Chlamydia trachomatis urogenital serovars replicate predominantly in genital tract epithelium. This tissue tropism poses a unique challenge for host defense and vaccine development. Studies utilizing the Chlamydia muridarum mouse model have shown that CD4 T cells are critical for clearing genital tract infections. In vitro studies have shown that CD4 T cells terminate infection by upregulating epithelial inducible NO synthase (iNOS) transcription and NO production. However, this mechanism is not critical, as iNOS-deficient mice clear infections normally. We recently showed that a subset of Chlamydia-specific CD4 T cell clones could terminate replication in epithelial cells using an iNOS-independent mechanism requiring T cell degranulation.
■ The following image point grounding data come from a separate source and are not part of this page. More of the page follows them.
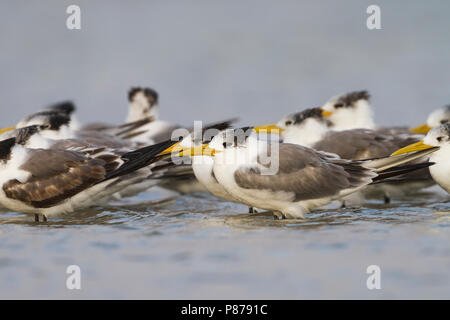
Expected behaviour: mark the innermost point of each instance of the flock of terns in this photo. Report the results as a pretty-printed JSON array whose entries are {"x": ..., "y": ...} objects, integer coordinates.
[{"x": 50, "y": 165}]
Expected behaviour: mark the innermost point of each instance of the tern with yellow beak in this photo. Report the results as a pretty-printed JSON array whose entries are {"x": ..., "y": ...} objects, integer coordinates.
[
  {"x": 49, "y": 182},
  {"x": 289, "y": 179},
  {"x": 437, "y": 138},
  {"x": 309, "y": 128},
  {"x": 435, "y": 119}
]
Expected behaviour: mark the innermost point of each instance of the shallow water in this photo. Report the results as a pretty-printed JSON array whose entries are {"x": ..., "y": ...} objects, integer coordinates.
[{"x": 161, "y": 246}]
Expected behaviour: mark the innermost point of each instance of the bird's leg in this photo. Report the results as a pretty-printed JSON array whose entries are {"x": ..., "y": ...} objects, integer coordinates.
[
  {"x": 252, "y": 210},
  {"x": 278, "y": 215},
  {"x": 36, "y": 217}
]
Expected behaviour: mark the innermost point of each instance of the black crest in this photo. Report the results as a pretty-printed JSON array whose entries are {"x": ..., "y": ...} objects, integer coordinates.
[
  {"x": 25, "y": 133},
  {"x": 151, "y": 95},
  {"x": 58, "y": 120},
  {"x": 5, "y": 148},
  {"x": 306, "y": 114},
  {"x": 349, "y": 99},
  {"x": 64, "y": 107}
]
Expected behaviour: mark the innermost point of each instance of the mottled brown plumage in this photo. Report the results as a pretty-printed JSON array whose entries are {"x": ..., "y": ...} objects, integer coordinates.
[
  {"x": 307, "y": 174},
  {"x": 55, "y": 176}
]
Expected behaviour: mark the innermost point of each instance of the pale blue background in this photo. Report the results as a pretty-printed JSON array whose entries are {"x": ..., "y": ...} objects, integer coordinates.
[{"x": 215, "y": 59}]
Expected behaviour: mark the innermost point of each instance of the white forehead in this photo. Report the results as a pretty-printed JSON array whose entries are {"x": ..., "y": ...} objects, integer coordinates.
[
  {"x": 140, "y": 99},
  {"x": 435, "y": 118},
  {"x": 35, "y": 120}
]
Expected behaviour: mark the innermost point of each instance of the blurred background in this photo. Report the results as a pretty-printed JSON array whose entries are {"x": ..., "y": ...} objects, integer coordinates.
[{"x": 210, "y": 60}]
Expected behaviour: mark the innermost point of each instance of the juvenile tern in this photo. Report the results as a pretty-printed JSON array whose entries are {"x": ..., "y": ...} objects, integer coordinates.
[
  {"x": 304, "y": 180},
  {"x": 438, "y": 137},
  {"x": 435, "y": 119},
  {"x": 50, "y": 182}
]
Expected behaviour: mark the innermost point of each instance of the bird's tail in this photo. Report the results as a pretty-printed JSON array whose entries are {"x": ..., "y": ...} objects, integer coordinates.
[
  {"x": 382, "y": 164},
  {"x": 397, "y": 172},
  {"x": 140, "y": 158}
]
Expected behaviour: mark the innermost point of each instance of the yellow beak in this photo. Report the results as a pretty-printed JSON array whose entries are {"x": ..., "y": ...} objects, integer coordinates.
[
  {"x": 421, "y": 129},
  {"x": 174, "y": 148},
  {"x": 204, "y": 150},
  {"x": 6, "y": 129},
  {"x": 412, "y": 147},
  {"x": 325, "y": 113},
  {"x": 268, "y": 129}
]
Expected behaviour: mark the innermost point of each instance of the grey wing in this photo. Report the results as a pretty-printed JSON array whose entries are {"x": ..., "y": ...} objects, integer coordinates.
[
  {"x": 307, "y": 174},
  {"x": 55, "y": 176},
  {"x": 358, "y": 144}
]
We advance that work using microarrays to compare iNOS-dependent and iNOS-independent CD4 T cell clones. Plac8 was differentially expressed by clones having the iNOS-independent mechanism. Plac8-deficient mice had delayed clearance of infection, and Plac8-deficient mice treated with the iNOS inhibitor N-monomethyl-l-arginine were largely unable to resolve genital tract infections over 8 wk. These results demonstrate that there are two independent and redundant T cell mechanisms for clearing C. muridarum genital tract infections: one dependent on iNOS, and the other dependent on Plac8. Although T cell subsets are routinely defined by cytokine profiles, there may be important subdivisions by effector function, in this case CD4(Plac8).